Every morning I sit on my brownstone stoop in Bedstuy, sip my coffee and read. Seeking any information on why moments in history like this occur. What I found is that world events like this are manifested from collective energy. We could no longer tolerate international systems that don't work for us. The earth could no longer tolerate our mistreatment and manipulation of natural resources. All of the events of 2020 seemed like a build up from all the years of pain, grief, and complacency. I learned that this energy is a form we can control, if we each do our part.

I chose to lean into remote work, sharing gratitude as often as I can, and focus on prioritizing my joy. I learned to stop providing excuses for actions and behaviors that I could no longer tolerate. I began to understand and apply my personal truth unapologetically, and found how much value it holds. I demanded that my corporate job prioritize the wellbeing of its' Black employees. I was on the front lines of the BLM movements to document a new wave of revolution. I fundraised and donated thousands of dollars to bailout funds for my Black Queer fighters, who've despite our exhaustion, continue to fight for everyone everyday. And even when experiencing conflict by white male photographers screaming at me to get out of their shot at a protest for me and my people, I chose to redirect that energy into something positive and tangible. I began leading seminars and workshops with international camera companies, universities, and art exhibitions to help photographers reconsider the space we take up, avoid exploiting our subjects, and find true artistic inspiration from our own life experiences.

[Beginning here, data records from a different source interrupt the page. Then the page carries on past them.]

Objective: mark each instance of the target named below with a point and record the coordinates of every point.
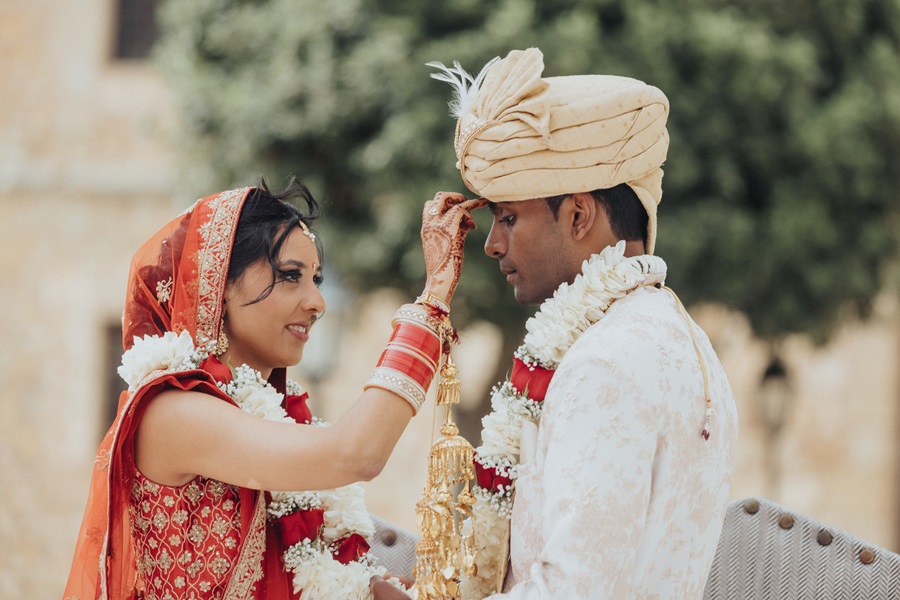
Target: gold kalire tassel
(444, 553)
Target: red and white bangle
(409, 361)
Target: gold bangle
(429, 299)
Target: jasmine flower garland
(561, 320)
(317, 573)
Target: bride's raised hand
(446, 220)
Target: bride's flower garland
(326, 532)
(605, 278)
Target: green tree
(780, 193)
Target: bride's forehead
(297, 245)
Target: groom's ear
(582, 214)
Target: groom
(617, 429)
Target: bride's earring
(222, 341)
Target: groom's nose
(495, 244)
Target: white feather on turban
(520, 136)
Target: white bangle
(397, 383)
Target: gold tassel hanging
(444, 553)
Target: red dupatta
(176, 283)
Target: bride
(183, 500)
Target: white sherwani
(623, 498)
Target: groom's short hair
(627, 216)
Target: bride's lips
(509, 272)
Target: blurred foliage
(780, 190)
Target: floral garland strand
(561, 320)
(326, 532)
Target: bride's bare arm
(183, 434)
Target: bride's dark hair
(266, 220)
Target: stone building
(88, 171)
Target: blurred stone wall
(87, 173)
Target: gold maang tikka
(444, 553)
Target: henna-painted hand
(445, 223)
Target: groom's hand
(446, 221)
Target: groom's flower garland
(605, 278)
(325, 532)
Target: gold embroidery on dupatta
(212, 262)
(249, 567)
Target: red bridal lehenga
(205, 539)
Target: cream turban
(520, 136)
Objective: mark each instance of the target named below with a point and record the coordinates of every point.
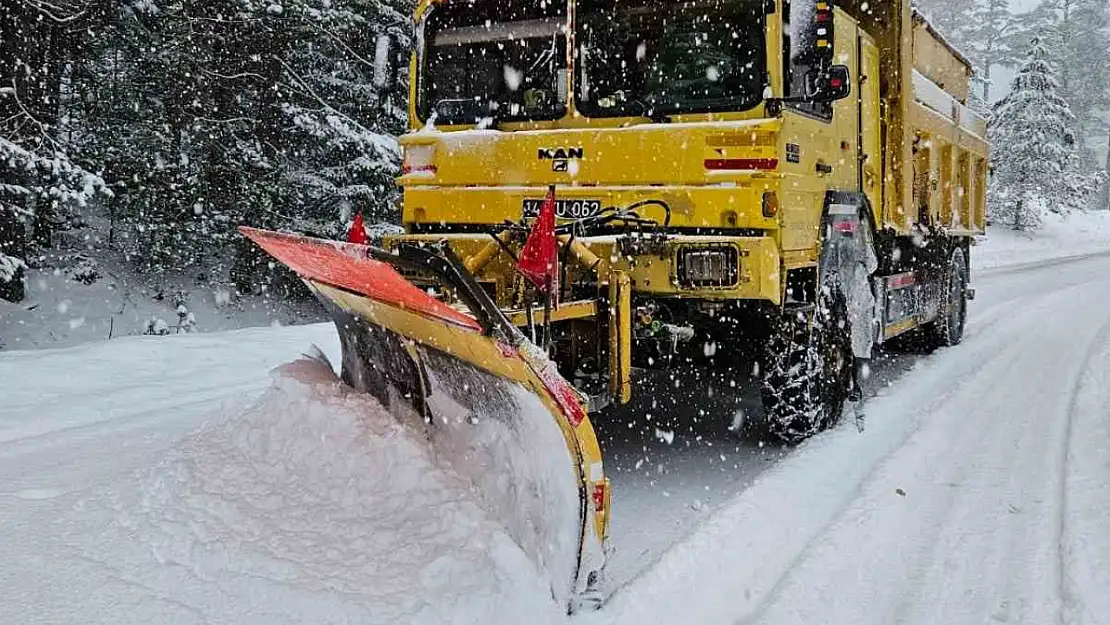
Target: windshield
(645, 57)
(485, 60)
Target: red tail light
(599, 497)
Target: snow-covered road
(979, 491)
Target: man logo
(561, 157)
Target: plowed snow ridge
(979, 492)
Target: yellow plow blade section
(493, 407)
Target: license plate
(565, 209)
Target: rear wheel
(807, 369)
(948, 329)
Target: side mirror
(384, 72)
(829, 84)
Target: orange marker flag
(540, 256)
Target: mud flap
(495, 413)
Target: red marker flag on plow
(357, 232)
(540, 256)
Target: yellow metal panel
(565, 312)
(737, 203)
(870, 114)
(621, 336)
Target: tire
(807, 369)
(948, 330)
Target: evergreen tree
(38, 180)
(211, 113)
(1033, 154)
(1075, 33)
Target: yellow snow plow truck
(593, 187)
(797, 178)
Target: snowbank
(308, 504)
(1075, 235)
(322, 505)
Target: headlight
(716, 266)
(420, 159)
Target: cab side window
(800, 54)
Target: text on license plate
(565, 209)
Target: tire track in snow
(1071, 604)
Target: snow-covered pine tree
(1075, 34)
(1033, 147)
(37, 177)
(211, 113)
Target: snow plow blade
(493, 406)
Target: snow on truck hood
(312, 505)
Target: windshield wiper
(639, 108)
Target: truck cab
(696, 149)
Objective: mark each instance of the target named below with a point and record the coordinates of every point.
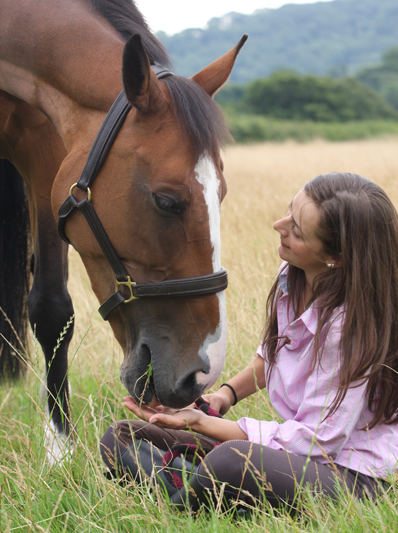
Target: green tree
(383, 78)
(288, 95)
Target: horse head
(158, 197)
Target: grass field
(74, 496)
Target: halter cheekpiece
(196, 286)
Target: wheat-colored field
(74, 496)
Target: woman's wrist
(219, 429)
(232, 391)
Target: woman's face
(299, 245)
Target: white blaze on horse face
(214, 347)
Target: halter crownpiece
(196, 286)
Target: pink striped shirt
(302, 400)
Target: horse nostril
(187, 389)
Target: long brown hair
(359, 227)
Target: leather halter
(196, 286)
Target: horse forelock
(127, 20)
(198, 115)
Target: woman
(329, 359)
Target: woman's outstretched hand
(219, 401)
(193, 419)
(165, 416)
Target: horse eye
(167, 204)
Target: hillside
(337, 37)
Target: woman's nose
(280, 226)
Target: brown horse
(157, 194)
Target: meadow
(75, 496)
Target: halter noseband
(196, 286)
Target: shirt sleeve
(311, 430)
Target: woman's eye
(167, 204)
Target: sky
(173, 16)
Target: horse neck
(60, 58)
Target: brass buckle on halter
(128, 284)
(88, 191)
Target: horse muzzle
(148, 375)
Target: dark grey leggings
(251, 472)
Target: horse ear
(215, 75)
(140, 84)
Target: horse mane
(197, 114)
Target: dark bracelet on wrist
(233, 392)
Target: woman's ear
(333, 262)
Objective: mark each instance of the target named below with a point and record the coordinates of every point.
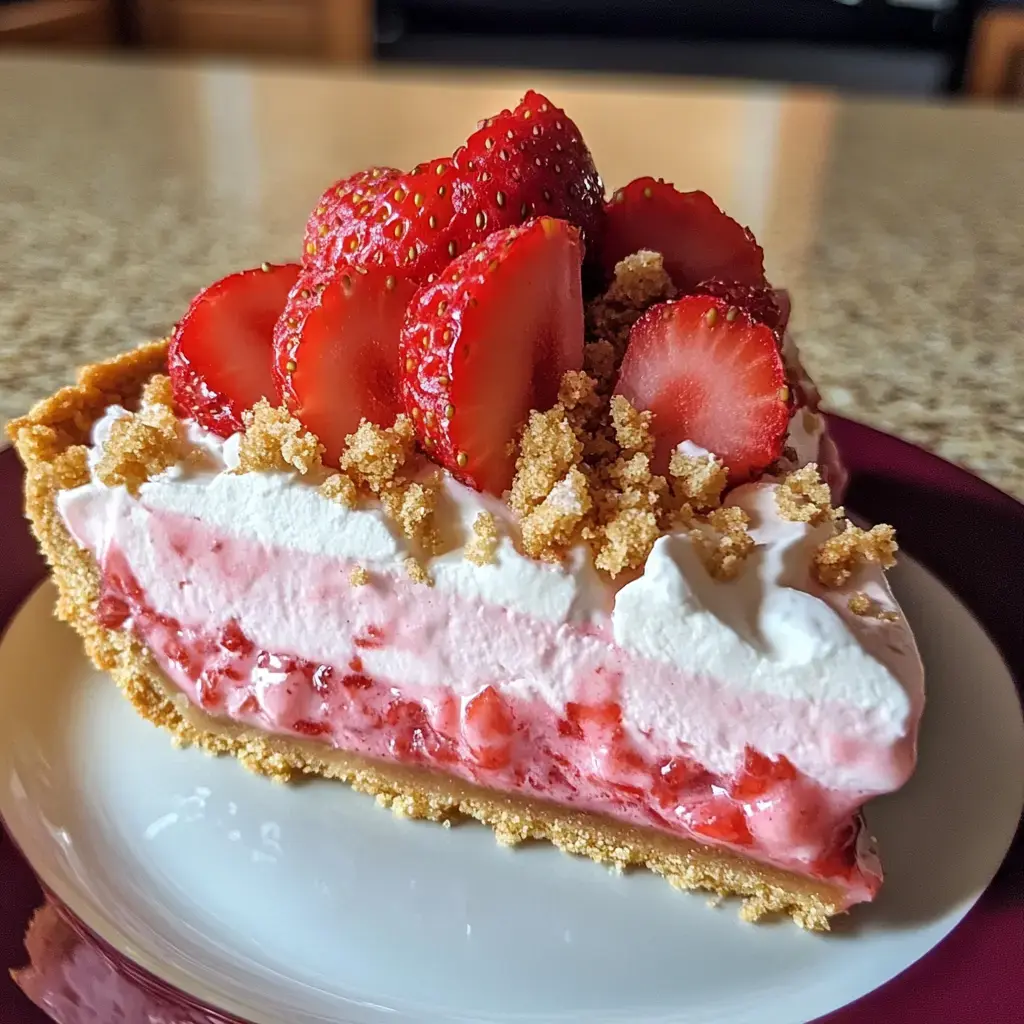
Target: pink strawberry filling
(582, 756)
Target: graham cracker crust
(49, 440)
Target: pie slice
(579, 576)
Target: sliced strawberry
(720, 820)
(697, 241)
(337, 214)
(516, 165)
(488, 341)
(713, 376)
(759, 301)
(336, 351)
(488, 728)
(526, 163)
(221, 351)
(759, 774)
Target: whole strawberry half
(517, 165)
(759, 301)
(697, 241)
(336, 207)
(488, 341)
(220, 354)
(713, 376)
(336, 350)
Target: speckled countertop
(124, 188)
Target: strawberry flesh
(337, 215)
(336, 351)
(697, 241)
(487, 342)
(517, 165)
(220, 354)
(488, 728)
(713, 376)
(758, 301)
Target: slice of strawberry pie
(419, 514)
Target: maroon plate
(967, 532)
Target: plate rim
(942, 474)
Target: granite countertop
(124, 188)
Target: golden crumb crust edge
(47, 439)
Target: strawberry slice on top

I needed to redirect my energy to focus less on me, and more on how I can help others. And in turn, it did help me. That mindset helped me establish myself as a professional, a business owner, an artist, a public speaker, and a social activist. 2020 helped me stand in my convictions, and honor my purpose. To use photography and public speaking to embrace humanity in all of its beauty and grit. And so as we enter a new year, I am leaving behind doubts, insecurities, and making myself smaller for other people's comfort. I want to thank my day one friends that have held me down in midst of panic, self-doubt and fear, and my new friends who have opened doors for me, all of who are helping me step into who I am meant to be.

If I learned anything from this year, it's that honoring our truth and following our personal path toward joy will change our perspectives of one another and help us navigate our lives as we walk alongside each other.